Novamente, a beleza não se correlacionou com a ruminação. Mas porque o tempo que ficamos com raiva não se correlaciona com a propensão a raiva? A explicação é lógica. Se o papel da raiva é atrair atenção (e energia, e esforço) para os nossos problemas (ainda que caprichos), então ela deveria se dissipar logo depois do objetivo ter sido atingido. A ‘ruminação’ acontece quando alguma coisa nos impede de tomar uma ação direta enquanto estamos com raiva, e temos que avaliar se essa ação considerando as consequências. Que podem ser políticas, sociais ou até criminais. E como as leis se aplicam a fortes e fracos, feios e bonitos, a ruminação não se correlaciona com nenhum dos fatores medidos nesse estudo.
O artigo termina mostrando que a força muscular é fator mais relevante para avaliar a propensão a raiva do que a própria testosterona, que a propensão a raiva está ligada também a uma atitude mais conivente com a agressão (já que homens fortes e mulheres bonitas tendem a aceitar melhor que o seu país entre em guerra com um oponente) e que a propensão a raiva tem um componente filogenético (ancestral e evolutivo) mais forte do que o ontogenético (histórico e desenvolvido).
Ao que tudo indica, “o crime não compensa”, mas a raiva sim.

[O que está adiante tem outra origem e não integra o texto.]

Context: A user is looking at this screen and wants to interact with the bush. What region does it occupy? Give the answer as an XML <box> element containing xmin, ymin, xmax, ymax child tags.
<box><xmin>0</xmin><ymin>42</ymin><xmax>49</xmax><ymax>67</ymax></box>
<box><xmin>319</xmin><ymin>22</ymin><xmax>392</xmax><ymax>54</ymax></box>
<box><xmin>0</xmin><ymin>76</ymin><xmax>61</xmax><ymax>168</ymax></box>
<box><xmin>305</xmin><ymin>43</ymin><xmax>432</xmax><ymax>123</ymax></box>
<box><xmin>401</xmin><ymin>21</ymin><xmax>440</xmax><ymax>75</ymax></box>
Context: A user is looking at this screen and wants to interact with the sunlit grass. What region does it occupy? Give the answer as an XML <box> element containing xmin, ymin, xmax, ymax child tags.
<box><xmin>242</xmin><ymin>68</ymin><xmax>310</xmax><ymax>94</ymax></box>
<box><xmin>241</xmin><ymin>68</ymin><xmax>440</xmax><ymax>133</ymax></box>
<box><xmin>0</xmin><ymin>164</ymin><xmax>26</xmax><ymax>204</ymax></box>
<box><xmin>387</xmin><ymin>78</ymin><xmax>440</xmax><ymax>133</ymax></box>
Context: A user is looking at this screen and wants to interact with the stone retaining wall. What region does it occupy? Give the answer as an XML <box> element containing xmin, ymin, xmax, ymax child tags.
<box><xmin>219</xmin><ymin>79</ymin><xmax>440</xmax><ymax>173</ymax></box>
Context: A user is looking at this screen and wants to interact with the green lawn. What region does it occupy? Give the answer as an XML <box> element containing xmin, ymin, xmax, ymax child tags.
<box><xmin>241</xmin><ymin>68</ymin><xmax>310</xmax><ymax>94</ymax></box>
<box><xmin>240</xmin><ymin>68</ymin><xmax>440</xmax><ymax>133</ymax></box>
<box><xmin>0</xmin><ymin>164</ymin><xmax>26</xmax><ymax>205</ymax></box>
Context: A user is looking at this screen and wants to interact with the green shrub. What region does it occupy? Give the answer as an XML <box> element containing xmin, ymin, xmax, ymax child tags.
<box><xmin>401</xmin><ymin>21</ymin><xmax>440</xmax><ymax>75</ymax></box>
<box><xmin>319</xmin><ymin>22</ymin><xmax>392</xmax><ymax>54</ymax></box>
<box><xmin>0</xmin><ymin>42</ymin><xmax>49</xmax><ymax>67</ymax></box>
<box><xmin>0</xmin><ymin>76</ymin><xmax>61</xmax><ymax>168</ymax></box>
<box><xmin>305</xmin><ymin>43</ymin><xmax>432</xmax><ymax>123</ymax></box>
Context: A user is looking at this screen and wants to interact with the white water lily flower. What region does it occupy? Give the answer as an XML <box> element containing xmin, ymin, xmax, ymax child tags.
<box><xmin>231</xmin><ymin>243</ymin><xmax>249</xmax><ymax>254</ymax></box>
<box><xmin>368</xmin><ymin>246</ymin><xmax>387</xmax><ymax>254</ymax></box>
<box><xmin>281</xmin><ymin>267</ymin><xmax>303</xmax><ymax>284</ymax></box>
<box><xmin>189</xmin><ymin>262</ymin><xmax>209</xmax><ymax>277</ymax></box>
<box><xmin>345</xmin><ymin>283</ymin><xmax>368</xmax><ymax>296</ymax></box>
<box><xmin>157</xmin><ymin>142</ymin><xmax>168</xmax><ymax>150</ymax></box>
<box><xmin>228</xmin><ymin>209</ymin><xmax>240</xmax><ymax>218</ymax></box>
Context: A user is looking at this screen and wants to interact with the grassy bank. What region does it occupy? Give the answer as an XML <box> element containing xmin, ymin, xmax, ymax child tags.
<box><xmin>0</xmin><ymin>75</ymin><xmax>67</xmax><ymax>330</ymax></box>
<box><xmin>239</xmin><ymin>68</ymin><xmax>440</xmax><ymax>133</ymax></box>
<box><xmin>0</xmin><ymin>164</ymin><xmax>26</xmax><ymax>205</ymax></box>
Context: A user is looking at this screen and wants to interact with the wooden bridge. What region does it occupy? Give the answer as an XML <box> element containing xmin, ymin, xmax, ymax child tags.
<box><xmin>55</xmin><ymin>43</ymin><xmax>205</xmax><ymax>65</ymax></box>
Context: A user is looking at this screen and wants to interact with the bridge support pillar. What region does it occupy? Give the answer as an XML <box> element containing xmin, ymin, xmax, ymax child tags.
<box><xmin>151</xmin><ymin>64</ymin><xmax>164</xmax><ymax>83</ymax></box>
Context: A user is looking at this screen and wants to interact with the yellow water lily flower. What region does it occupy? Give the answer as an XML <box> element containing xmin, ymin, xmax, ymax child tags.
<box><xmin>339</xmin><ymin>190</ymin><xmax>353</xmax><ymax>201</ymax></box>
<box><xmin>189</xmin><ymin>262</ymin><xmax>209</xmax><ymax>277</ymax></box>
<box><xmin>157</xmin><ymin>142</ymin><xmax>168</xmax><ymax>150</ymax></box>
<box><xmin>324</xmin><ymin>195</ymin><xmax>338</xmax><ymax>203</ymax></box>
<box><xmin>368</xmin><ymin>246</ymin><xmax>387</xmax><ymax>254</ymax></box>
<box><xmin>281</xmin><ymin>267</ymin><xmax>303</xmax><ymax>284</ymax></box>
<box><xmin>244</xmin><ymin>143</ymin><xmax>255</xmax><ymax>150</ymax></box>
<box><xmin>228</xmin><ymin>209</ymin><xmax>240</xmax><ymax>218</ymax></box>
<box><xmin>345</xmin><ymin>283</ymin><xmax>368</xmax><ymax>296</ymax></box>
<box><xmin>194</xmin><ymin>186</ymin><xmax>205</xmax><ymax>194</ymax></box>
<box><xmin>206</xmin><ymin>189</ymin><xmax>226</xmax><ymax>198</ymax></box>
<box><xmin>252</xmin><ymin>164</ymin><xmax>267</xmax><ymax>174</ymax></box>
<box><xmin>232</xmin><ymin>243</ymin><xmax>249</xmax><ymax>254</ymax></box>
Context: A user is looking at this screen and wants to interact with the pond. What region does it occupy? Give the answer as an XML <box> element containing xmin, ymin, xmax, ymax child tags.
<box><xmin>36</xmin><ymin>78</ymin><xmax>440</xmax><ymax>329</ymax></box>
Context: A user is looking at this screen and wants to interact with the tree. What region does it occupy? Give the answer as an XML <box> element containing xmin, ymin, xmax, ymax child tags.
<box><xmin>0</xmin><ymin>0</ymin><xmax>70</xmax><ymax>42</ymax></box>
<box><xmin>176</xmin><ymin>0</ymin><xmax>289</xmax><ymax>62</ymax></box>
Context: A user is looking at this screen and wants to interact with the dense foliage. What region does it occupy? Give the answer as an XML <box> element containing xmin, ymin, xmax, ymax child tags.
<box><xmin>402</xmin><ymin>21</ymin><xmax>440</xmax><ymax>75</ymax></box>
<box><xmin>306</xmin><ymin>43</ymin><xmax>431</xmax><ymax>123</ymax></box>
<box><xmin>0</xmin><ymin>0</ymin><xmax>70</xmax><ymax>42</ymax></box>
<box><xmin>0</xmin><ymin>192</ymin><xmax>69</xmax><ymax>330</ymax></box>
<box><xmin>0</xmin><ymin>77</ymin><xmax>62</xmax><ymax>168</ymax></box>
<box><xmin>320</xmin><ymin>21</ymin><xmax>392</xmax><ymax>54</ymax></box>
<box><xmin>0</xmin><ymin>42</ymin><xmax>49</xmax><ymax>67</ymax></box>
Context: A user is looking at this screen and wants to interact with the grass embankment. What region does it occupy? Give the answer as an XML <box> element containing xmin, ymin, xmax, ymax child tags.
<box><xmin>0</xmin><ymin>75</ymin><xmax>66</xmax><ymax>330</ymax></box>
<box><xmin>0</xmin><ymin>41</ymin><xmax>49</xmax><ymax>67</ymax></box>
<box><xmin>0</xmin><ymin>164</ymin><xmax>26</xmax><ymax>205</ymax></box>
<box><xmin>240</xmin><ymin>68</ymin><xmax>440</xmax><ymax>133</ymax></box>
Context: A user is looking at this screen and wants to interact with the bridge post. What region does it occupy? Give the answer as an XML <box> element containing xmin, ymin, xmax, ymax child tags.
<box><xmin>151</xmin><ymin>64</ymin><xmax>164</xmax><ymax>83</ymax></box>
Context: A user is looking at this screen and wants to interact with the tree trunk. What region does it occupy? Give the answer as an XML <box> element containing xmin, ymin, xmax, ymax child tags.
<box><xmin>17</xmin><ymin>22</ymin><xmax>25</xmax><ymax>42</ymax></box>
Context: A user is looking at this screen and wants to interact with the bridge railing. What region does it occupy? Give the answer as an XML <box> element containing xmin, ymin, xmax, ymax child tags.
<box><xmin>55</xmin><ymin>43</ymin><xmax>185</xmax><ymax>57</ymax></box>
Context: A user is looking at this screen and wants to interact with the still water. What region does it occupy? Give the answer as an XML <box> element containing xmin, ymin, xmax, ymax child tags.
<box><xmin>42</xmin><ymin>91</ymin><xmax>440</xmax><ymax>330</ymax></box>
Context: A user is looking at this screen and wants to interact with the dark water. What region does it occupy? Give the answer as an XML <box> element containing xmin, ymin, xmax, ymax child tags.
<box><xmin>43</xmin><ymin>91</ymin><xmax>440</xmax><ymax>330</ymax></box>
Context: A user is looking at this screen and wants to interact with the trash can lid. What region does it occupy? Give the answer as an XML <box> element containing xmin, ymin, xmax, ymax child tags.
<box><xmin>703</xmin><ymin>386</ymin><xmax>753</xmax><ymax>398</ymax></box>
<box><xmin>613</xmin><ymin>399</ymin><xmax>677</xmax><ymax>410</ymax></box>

Sell A, Tooby J, & Cosmides L (2009). Formidability and the logic of human anger. Proceedings of the National Academy of Sciences of the United States of America, 106 (35), 15073-8 PMID: 19666613

Discussão - 4 comentários

  1. Fernando Felix disse:

    Cara, que Blog é esse???????????
    Melhor Blog que já encontrei na net ainda mais pelo assunto que eu amo, Ciência, Ser Biologo hahaha to quase lá
    você tem um e-mail pra nos comunicarmos algumas dúvidas que tenho. abraçãooooooooo

  2. Mauro Rebelo disse:

    Fala Fernando, é só clicar na aba de contato no menu superior. Um abraço, Mauro

  3. trak.trak.trugui disse:

    Excelente!!!
    Nunca havia entendido muito bem os mecanismos da raiva, mas depois desse artigo ficou tudo muito claro.
    Obrigado pela excelente leitura.

  4. cayman disse:

    Muito legal esse post, mas devo confessar que a foto do post deu até medo!